The Supreme Court bench of justices S.A.Bobde and L.Nageswara Rao has responded to the plea of a married woman from Mumbai, aged 22 years, and who is in the middle of her 21st week of pregnancy, to terminate her pregnancy, on the ground that the foetus is not viable, because there has been no development of kidney.
In Mrs X and Others v Union of India and others, [Writ Petition (civil) No.81/2017], which was heard by the bench on February 3, the bench constituted a seven-member medical board comprising senior doctors from KEM Hospital, Mumbai, and directed it to examine the petitioner, and submit a report about her condition and advisability of permitting a medical termination of pregnancy, forthwith.
The report of the board, which is likely to be placed before the bench on February 7, raises interesting questions. First, the number of pregnant women who directly approach the Supreme Court seeking permission to terminate pregnancy beyond the legally permissible period of 20 weeks is on the rise.
Secondly, in all such cases which come before it, the Court evades any interpretation of the provisions of the Medical Termination of Pregnancy Act, 1971, but is content with the formation of a Medical Board to examine the petitioner, and going by its recommendation to terminate in order to save the “life of the pregnant woman”, as mentioned in Section 5 of the MTP Act.
Section 3(2) of the MTP Act lays down the grounds on which pregnancies may be terminated by registered medical practitioners.
If the length of the pregnancy does not exceed 12 weeks, it is sufficient if one registered medical practitioner is of the opinion formed in good faith that the continuance of the pregnancy would involve a risk to the life of the pregnant woman or cause grave injury to her physical or mental health or would result in physical or mental abnormalities of the child to be born.
Where the length of the pregnancy exceeds 12 weeks, but does not exceed 20 weeks, not less than two registered medical practitioners have to give similar opinion as above.
Section 5(1) of the Act, however, makes an exception to this saying that irrespective of the length of the pregnancy, if a registered medical practitioner is of the opinion, formed in good faith, that the termination of pregnancy is immediately necessary to save the life of the pregnant woman, Section 3(2) will not apply.
The inconsistency here is that while Section 3(2) permits termination on the ground of grave injury to physical or mental health of the pregnant woman, besides risk to her life, and abnormalities of the child-to-be-born, Section 5(1) permits termination beyond 20 weeks only on the ground of immediate need to save the life of the pregnant woman.
In case, if the registered medical practitioner who examines a pregnant woman wanting to terminate her pregnancy beyond 20 weeks, is of the opinion that there is no risk to her life, but continuance of pregnancy would cause grave injury to her physical or mental health, or result in the abnormalities of the child-to-be-born, then the law cannot permit termination.
That is why every pregnant woman wanting to terminate her pregnancy beyond 20 weeks, invariably challenge the constitutionality of Section 5(1) because it does not recognize that injuries to physical or mental health could pose a risk to her life, or that a child to be born with abnormalities also could be a ground for termination beyond 20 weeks.
As time is the essence in termination cases, the women rush to the Supreme Court, without exhausting the High Court remedy, as a possible dismissal or delay by the High Court, would result in irreversible consequences for them.
The draft MTP (Amendment) Bill, proposed by the Union Ministry of Health and Family Welfare, in 2014, is still awaiting consideration and passage by Parliament. The draft bill replaces registered medical practitioner with registered health care provider, and permits termination of pregnancy on the request of a woman, if the length of pregnancy does not exceed 12 weeks.

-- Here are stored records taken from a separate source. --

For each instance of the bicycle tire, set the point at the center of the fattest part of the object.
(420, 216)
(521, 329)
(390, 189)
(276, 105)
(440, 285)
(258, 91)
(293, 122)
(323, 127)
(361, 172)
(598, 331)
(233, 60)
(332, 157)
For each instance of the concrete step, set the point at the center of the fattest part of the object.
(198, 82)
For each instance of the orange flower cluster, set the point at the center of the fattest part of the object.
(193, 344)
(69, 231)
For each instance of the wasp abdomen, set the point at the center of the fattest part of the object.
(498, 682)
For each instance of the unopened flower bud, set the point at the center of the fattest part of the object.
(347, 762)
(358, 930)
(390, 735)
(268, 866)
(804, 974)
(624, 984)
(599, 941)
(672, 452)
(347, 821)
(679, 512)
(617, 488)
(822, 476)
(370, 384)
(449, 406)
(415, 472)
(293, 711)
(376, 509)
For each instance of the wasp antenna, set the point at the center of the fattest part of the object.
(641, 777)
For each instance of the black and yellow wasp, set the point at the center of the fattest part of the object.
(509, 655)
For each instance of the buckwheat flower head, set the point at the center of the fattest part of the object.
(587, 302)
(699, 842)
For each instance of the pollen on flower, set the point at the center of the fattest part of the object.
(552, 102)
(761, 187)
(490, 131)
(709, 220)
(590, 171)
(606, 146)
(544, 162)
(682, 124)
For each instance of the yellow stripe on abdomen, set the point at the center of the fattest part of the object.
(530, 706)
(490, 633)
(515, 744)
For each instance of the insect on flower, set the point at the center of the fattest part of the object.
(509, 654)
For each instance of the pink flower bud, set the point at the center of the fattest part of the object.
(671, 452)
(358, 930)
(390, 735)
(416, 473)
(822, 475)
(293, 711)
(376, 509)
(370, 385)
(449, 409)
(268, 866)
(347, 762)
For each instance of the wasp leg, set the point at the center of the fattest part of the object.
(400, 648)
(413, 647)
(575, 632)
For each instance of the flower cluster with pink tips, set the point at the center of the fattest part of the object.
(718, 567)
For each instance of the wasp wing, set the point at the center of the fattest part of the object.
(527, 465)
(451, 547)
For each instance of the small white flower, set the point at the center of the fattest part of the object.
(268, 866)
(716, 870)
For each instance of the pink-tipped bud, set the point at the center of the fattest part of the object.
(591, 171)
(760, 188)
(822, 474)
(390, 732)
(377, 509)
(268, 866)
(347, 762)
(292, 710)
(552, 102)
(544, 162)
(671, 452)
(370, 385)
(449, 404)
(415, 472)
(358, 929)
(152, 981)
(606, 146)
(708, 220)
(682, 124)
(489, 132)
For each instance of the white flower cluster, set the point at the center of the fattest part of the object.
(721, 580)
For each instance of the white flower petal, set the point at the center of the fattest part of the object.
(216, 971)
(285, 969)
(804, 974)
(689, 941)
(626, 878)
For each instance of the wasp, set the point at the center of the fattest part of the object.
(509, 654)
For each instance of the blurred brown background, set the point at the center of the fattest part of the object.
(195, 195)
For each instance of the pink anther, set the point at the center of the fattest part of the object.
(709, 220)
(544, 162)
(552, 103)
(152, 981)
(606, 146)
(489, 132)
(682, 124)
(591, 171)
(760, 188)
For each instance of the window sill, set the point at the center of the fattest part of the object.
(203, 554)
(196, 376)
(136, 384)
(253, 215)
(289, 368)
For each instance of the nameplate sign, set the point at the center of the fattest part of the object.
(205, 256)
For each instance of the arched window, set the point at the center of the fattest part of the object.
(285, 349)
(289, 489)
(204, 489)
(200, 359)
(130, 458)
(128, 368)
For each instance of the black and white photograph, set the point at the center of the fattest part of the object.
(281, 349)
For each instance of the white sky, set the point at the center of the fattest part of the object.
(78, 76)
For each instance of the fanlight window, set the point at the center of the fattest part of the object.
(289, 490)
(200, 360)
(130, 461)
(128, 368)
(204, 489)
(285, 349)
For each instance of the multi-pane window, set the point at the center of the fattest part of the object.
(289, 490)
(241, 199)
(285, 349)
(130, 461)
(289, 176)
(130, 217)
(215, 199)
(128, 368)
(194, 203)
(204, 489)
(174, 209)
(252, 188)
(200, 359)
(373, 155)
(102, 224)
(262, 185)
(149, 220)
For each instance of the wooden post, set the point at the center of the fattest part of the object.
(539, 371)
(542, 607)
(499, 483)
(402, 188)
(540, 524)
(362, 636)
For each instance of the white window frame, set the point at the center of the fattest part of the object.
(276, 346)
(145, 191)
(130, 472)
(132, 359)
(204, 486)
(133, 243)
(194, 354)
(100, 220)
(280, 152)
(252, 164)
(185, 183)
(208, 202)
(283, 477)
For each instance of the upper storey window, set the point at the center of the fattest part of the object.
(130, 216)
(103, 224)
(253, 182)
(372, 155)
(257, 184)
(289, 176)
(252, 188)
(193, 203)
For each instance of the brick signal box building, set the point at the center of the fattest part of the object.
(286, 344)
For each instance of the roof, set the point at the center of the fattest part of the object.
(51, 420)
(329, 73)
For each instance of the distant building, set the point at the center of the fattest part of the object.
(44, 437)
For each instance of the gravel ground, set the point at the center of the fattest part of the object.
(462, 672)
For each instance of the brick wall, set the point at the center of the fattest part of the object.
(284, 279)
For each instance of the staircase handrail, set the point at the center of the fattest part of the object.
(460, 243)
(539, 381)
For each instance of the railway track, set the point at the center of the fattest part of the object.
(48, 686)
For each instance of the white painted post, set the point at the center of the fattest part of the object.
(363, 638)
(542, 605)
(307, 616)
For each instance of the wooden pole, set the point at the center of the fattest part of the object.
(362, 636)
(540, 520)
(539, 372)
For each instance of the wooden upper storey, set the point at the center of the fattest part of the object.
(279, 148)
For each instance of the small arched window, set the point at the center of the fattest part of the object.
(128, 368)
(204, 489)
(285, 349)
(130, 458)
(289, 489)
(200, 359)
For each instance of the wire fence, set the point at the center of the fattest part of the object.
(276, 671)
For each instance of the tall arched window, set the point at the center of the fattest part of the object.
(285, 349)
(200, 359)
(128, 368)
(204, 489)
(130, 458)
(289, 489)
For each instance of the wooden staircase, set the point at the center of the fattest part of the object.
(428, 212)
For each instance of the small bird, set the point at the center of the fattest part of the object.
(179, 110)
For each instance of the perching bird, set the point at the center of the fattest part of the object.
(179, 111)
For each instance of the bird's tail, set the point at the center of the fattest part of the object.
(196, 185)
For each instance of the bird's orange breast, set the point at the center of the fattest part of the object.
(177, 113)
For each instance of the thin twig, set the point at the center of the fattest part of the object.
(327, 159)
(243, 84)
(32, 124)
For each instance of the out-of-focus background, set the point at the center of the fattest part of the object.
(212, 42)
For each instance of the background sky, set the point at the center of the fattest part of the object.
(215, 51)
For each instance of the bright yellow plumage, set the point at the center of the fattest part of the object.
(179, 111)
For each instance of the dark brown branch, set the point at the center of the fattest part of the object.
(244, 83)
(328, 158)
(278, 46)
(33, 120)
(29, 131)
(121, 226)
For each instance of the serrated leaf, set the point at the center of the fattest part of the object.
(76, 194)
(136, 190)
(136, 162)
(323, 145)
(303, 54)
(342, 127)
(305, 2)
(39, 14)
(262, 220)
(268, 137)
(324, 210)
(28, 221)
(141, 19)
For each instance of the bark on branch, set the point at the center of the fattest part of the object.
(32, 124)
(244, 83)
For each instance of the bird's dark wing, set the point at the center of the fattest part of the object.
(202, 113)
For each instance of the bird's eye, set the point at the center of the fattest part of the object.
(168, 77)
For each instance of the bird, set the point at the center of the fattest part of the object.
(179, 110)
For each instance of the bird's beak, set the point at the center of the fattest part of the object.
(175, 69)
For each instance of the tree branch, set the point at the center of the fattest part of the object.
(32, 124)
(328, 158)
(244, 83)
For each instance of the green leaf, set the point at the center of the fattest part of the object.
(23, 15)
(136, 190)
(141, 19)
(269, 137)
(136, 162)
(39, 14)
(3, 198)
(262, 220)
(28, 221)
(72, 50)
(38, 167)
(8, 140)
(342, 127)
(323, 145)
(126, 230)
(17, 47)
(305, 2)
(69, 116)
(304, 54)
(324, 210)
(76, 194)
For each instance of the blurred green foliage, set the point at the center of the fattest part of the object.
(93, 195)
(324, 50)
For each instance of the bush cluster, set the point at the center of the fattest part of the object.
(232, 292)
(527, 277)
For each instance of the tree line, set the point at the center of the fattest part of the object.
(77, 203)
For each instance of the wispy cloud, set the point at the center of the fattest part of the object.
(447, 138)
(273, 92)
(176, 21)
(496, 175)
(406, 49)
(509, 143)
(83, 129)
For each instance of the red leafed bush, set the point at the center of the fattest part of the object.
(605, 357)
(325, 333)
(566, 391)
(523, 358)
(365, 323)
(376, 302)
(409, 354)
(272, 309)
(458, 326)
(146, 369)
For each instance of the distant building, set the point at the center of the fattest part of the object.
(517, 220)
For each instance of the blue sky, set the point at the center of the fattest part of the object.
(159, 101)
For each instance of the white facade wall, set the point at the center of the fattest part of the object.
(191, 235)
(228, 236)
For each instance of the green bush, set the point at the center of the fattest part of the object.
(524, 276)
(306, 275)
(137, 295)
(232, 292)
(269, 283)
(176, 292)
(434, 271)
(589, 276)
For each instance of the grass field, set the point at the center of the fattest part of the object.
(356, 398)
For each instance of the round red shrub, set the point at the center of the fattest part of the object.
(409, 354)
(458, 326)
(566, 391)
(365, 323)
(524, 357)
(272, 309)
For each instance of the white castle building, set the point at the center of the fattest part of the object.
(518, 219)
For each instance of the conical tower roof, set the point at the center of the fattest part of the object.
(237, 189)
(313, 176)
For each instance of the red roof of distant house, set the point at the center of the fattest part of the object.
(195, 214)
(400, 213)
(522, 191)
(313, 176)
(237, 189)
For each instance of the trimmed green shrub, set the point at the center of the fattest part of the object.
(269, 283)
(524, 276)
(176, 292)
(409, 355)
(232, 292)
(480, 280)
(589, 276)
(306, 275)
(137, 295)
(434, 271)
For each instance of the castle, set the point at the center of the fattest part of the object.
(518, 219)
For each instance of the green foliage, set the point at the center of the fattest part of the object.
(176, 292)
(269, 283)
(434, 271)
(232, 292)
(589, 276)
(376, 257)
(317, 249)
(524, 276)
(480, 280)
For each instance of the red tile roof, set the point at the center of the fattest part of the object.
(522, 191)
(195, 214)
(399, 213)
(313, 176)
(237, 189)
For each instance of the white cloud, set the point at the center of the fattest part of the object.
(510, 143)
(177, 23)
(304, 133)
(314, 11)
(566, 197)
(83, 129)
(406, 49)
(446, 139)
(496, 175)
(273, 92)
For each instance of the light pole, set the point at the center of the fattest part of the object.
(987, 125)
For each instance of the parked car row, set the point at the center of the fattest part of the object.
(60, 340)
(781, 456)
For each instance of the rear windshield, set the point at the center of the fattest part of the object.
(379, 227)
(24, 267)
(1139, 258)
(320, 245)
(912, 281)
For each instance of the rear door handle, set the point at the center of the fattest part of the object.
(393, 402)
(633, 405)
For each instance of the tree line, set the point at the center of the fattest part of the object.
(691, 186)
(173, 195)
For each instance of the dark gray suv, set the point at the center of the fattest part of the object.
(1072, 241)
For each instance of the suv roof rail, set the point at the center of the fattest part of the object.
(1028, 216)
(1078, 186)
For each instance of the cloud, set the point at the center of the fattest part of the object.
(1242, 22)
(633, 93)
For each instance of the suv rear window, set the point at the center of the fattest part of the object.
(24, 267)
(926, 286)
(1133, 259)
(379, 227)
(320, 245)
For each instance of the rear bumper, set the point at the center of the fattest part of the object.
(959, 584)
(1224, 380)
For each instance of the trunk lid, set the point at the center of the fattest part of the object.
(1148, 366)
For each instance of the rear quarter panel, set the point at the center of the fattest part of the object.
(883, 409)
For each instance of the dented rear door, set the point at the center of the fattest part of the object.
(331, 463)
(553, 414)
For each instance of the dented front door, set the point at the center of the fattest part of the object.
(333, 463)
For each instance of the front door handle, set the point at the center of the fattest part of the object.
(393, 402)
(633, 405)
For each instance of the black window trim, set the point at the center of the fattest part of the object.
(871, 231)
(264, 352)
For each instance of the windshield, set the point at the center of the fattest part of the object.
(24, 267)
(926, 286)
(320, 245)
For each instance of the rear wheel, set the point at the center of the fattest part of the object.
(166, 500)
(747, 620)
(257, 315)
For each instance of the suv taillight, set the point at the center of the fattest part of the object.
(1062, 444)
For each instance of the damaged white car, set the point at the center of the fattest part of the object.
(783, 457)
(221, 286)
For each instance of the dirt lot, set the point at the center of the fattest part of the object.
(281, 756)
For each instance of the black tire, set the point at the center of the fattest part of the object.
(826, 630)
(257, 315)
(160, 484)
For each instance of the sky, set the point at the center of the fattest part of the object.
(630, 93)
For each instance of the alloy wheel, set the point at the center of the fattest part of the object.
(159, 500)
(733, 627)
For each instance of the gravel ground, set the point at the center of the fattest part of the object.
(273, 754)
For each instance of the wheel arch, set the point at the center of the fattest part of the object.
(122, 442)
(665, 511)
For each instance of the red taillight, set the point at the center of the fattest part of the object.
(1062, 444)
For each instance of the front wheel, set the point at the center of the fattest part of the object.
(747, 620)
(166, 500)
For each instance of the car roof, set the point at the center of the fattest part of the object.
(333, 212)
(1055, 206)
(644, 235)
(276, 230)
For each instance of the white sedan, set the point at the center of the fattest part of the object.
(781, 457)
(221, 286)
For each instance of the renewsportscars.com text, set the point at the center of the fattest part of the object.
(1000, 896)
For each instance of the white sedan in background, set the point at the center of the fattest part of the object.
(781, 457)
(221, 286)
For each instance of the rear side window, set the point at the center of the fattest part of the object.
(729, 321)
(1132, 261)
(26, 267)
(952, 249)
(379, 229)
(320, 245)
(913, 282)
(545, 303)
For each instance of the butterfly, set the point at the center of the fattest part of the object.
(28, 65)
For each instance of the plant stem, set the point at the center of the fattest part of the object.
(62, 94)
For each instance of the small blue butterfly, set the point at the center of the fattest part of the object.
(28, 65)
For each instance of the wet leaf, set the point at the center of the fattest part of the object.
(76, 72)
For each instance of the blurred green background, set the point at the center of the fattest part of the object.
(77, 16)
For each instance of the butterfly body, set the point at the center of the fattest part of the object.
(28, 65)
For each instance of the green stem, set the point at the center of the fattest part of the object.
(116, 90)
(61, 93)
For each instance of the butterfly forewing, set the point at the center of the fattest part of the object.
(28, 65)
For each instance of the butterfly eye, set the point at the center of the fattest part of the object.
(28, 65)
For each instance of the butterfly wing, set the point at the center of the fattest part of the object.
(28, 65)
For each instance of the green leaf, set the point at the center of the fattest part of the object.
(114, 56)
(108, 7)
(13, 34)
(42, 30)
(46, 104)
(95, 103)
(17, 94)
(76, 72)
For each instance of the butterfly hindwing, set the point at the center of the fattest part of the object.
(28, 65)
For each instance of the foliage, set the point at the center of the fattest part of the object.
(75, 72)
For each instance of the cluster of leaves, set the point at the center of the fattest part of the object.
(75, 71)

The draft bill requires the opinion of the health care provider formed in good faith, only if the length of the pregnancy exceeds 12 weeks, but does not exceed 24 weeks, on any of the following grounds, namely, that the continuance of the pregnancy would involve a risk to the life of the pregnant woman; or grave injury to her physical or mental health; or risk that the child may be born with physical or mental abnormalities.
The draft bill also has another provision stating that the condition relating to the length of the pregnancy in Section 3(2) shall not apply to cases, where termination is necessitated by the diagnosis of any of the substantial foetal abnormalities, as may be prescribed.
The draft bill, however, retains the current anomalies in Section 5(1) as far as the length of the pregnancy beyond 24 weeks, permitting termination only if continuance is immediately necessary to save the life of the pregnant woman.
The counsel for the petitioners, however, insist that courts must read Section 5(1) in a broader sense, to permit termination of pregnancies, if recommended by the health care providers.